In 1408 the castle passed into the hands of Viktorin of Bouzov. In 1499 the Haugwitz family started the construction of a palace on the eastern side and connected the northern and southern dwelling building. In the first half of the 15th century it was converted into a Hussite stronghold, serving as a prison for captured Swedes during the Thirty Years' War. In the second half of the 16th century the castle burned out and remained uninhabited.

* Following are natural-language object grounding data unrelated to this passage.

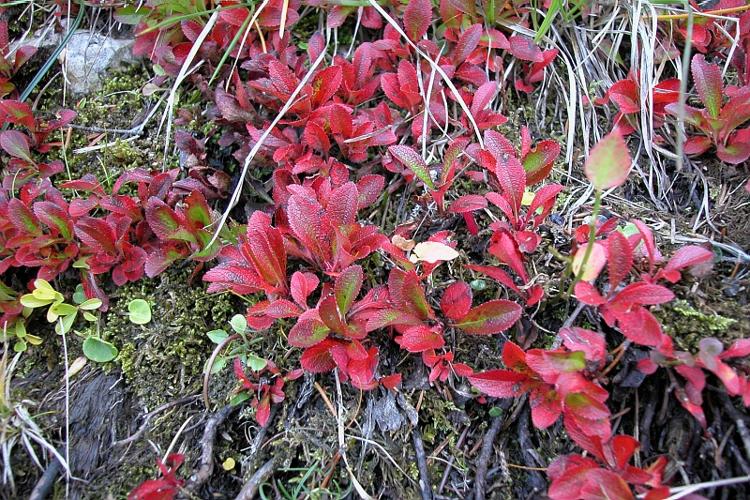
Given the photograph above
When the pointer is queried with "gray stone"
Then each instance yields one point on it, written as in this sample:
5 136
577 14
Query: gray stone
88 57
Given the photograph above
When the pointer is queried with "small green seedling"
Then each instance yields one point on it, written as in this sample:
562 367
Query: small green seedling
139 312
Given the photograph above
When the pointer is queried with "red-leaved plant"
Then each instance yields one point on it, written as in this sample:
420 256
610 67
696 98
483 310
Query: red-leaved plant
724 111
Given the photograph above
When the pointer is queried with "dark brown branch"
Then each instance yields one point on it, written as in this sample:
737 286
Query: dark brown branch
484 458
206 467
425 488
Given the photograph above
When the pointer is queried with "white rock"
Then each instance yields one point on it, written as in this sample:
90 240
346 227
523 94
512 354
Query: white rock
88 56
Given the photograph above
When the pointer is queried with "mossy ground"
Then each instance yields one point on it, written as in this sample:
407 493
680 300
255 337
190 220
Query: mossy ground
163 361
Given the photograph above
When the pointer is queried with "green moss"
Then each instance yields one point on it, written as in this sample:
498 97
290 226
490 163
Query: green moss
687 325
164 359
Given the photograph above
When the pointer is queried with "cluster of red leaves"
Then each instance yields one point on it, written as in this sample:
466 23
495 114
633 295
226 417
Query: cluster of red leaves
724 111
343 113
166 487
719 121
127 236
10 63
268 387
22 165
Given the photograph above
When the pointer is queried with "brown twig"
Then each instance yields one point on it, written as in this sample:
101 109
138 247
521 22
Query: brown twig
250 489
425 488
206 467
211 360
452 459
147 419
484 458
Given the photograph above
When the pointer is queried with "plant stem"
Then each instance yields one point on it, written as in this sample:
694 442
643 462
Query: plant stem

About a hundred years later, the reconstruction of the castle began again with the remodeling of the southern wing. At that time the castle had already lost its defensive function and became an utterly dwelling object. With the arrival of the Teutonic Order, during the 18th century the castle also lost this function. Only the building in the outer settlement remained inhabited, and by the end of the 19th century the ruin of the castle became a tourist goal.

===Habsburgs period===
The castle gained today's appearance after massive Neo-Gothic reconstruction between 1895 and 1910. The Grand Master of the Order of the Teutonic Knights from 1894 to 1923, Archduke Eugen of Austria, decided to rebuild it in the Romantic, predominantly Neo-Gothic style, according to the plans of the prominent architects of its time Georg von Hauberrisser (1841–1922) of the Munich Polytechnic University; he was the author of Munich and Saarbrücken's town halls, and also very influential as builder of churches like the St. Paul's church in Munich. The alterations were carried out with the intention of making part of the castle open to the public. Bouzov was fitted with modern furnishings and equipment, including running water and central heating. The order was abolished in 1939 and the castle was confiscated by the fascists, occupied and looted by the Nazis during World War II. The castle was acquired by the Chief of the Gestapo R. Himmler, who forced the Strahov Monastery to sell it to him for one million crowns, as a present to A. Hitler. After 1989 the Order of Teutonic Knights expressed an interest in the castle, but their request to have it returned to them has so far been rejected.

==Description==
An eight-storey watchtower, 58 m high, dominates the complex. The buildings are grouped around it in the form of a horseshoe, and the castle is enhanced by a number of towers, and among other things, bastions, battlements, oriel windows and loopholes. The two long bridges, ending with a short drawbridge, span the deep dry moat around the castle. The knights' hall, armoury, which is in one of the few original rooms with preserved Gothic vaulting, bedrooms of the knights and a neo-Gothic chapel with its Gothic altar and tombs occupy the central part of the castle. The valuable furniture comes from the private collection of Eugen von Habsburg and the collection of the Order of the Teutonic Knights.

Since 1999, the castle has been protected as a national cultural monument.

==In popular culture==
The castle has been used in a number of film productions lately, including Arabela, Fantaghirò, and Before the Fall.